Path of Exile 2: Data Breach Confirmed

Summary

• Grinding Gear Games, the developer of Path of Exile 2, confirmed a data breach occurring the week of January 6, 2025.
• The breach stemmed from a compromised developer account linked to Steam.
• Compromised data included player email addresses, Steam IDs, IP addresses, and other information.

Following its December 2024 early access launch, Path of Exile 2 has maintained a strong player base, fueled by consistent updates and developer communication. Recent updates addressed PlayStation 5 performance and various in-game issues. Grinding Gear Games proactively addressed this data breach before the release of the next major patch.

A notice on the official Path of Exile 2 forum detailed the breach, discovered the week of January 6, 2025. A developer's account with website admin access was compromised, granting access to tools used by the customer support team. The account was immediately locked, and all admin accounts underwent forced password resets. Investigation revealed the compromised account was linked to an old, inactive Steam account used for testing, which provided the attacker with sufficient information to gain access. While this Steam account contained no purchase or personal data, access to the developer's Path of Exile account allowed manipulation of other accounts through the developer portal.

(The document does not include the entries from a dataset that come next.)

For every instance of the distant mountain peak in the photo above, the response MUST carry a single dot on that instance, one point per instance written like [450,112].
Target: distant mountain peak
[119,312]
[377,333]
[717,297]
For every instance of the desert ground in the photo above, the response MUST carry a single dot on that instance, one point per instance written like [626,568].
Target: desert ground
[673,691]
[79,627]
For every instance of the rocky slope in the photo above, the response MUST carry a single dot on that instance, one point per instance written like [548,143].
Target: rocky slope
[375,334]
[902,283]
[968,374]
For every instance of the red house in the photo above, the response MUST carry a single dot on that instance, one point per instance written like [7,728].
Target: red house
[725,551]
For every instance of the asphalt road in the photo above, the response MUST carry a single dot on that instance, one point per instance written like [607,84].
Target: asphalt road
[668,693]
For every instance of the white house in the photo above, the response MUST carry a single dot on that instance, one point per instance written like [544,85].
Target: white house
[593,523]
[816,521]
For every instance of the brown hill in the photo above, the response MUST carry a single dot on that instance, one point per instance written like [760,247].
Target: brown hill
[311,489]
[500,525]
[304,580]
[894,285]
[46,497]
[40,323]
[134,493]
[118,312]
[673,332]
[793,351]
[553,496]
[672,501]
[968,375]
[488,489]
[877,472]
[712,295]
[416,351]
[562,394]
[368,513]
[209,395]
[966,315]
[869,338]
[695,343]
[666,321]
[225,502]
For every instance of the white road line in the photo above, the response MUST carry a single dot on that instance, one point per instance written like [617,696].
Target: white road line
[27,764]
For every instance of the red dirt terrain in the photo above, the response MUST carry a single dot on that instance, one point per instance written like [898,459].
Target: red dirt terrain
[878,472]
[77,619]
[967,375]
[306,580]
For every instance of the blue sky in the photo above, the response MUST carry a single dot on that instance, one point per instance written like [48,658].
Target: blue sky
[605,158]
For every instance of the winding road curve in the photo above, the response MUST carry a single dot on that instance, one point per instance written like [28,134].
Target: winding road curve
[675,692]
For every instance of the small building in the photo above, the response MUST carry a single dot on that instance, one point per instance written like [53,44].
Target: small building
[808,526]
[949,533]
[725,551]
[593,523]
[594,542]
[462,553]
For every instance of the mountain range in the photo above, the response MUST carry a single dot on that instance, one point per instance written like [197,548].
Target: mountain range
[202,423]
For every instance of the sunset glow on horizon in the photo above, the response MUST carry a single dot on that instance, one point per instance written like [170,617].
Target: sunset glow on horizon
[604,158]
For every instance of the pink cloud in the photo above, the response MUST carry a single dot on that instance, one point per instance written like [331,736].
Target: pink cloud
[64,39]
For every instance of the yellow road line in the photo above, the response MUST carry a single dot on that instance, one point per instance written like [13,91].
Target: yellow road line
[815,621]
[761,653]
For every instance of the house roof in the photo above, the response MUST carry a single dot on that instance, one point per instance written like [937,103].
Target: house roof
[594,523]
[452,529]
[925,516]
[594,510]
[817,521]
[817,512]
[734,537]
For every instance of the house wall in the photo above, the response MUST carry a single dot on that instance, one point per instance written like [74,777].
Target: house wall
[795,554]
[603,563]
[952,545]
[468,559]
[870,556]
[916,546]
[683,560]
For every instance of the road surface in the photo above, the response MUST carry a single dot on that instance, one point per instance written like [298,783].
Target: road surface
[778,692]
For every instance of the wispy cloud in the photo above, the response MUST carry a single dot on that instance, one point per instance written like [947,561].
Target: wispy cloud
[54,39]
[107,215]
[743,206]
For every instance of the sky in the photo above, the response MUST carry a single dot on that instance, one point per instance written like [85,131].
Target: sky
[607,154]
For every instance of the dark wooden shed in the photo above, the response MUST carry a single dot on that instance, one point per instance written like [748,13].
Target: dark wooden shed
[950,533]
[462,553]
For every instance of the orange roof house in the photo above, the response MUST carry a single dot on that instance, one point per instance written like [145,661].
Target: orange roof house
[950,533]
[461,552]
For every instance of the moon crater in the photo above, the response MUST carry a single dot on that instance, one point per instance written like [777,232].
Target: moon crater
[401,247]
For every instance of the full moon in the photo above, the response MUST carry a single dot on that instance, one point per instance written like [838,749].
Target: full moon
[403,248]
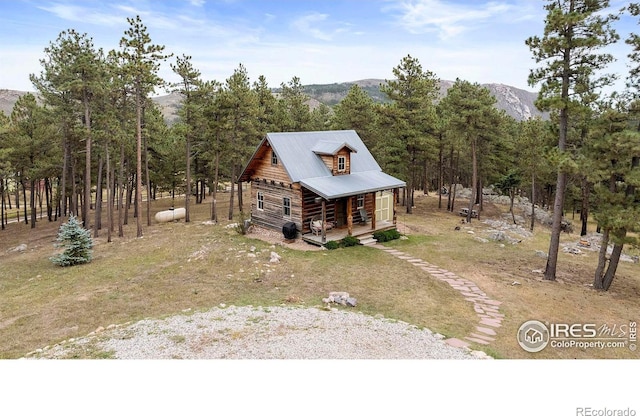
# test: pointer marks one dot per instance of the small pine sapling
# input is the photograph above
(76, 242)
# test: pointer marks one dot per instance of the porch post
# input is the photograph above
(373, 213)
(324, 220)
(395, 197)
(349, 216)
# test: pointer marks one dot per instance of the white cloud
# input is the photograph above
(82, 14)
(309, 25)
(446, 19)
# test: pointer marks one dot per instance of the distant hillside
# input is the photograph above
(518, 103)
(8, 98)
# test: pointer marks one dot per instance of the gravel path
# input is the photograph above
(265, 333)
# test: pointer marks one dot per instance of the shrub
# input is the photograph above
(243, 225)
(388, 235)
(331, 245)
(77, 244)
(349, 241)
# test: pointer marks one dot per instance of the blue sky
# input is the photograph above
(317, 41)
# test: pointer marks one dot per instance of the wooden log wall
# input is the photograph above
(312, 209)
(272, 215)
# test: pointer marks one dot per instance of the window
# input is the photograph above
(260, 201)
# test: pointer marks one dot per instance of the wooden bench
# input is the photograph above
(465, 211)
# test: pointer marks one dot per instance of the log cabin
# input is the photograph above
(325, 182)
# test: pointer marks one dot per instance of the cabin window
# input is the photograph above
(260, 201)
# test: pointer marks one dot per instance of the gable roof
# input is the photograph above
(325, 147)
(298, 152)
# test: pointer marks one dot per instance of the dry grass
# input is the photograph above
(178, 266)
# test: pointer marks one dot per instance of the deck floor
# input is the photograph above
(341, 232)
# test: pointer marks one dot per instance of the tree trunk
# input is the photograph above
(98, 208)
(147, 180)
(451, 176)
(512, 196)
(584, 210)
(187, 196)
(554, 244)
(474, 181)
(86, 205)
(233, 178)
(440, 173)
(32, 203)
(63, 186)
(614, 259)
(48, 188)
(602, 261)
(121, 193)
(109, 195)
(533, 201)
(2, 203)
(138, 159)
(214, 208)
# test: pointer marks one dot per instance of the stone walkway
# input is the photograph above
(488, 310)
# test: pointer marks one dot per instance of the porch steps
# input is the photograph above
(367, 240)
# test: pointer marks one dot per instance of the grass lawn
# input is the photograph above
(195, 266)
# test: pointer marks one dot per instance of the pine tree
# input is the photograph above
(77, 244)
(575, 31)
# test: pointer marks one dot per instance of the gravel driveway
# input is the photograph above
(264, 333)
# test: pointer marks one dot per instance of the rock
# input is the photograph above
(479, 354)
(498, 236)
(275, 258)
(19, 248)
(572, 250)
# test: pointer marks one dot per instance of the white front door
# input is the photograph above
(384, 205)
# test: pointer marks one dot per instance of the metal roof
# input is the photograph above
(324, 147)
(294, 150)
(331, 187)
(298, 152)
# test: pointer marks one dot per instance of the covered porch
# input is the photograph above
(336, 234)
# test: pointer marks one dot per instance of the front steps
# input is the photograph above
(366, 240)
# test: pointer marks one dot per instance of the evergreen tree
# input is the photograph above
(191, 108)
(76, 243)
(472, 116)
(613, 168)
(142, 63)
(357, 111)
(413, 93)
(574, 31)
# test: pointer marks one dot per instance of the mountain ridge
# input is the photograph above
(516, 102)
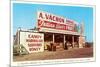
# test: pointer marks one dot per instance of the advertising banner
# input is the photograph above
(33, 42)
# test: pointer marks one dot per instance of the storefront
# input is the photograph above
(58, 30)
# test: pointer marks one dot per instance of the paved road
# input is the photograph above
(59, 54)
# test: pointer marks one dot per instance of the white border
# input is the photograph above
(51, 61)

Path of Exile 2 Developer Grinding Gear Games Confirms Data Breach Involving Compromised Staff Account

• A "significant number" of accounts were affected, with compromised data including email addresses, Steam IDs, IP addresses, shipping addresses, and unlock codes.

The attacker altered passwords on 66 accounts and exploited a bug to delete logs tracking changes. This bug, affecting only log deletion, has since been fixed. The breach allowed access to account information for a significant number of accounts via the developer portal, exposing the aforementioned data. While passwords and password hashes were not directly accessible, Grinding Gear Games acknowledged the possibility of the attacker using compromised email addresses to bypass regional account restrictions on Steam. Some accounts also had their transaction and private message history (with Grinding Gear Games staff) viewed. To prevent future breaches, third-party account linking to staff accounts has been disabled, and IP restrictions have been significantly tightened.

Player reaction to the breach has been mixed, with some praising the developer's transparency, while others advocate for the implementation of two-factor authentication. Many players also expressed desires for improved security, enhanced in-game content, and adjustments to endgame difficulty.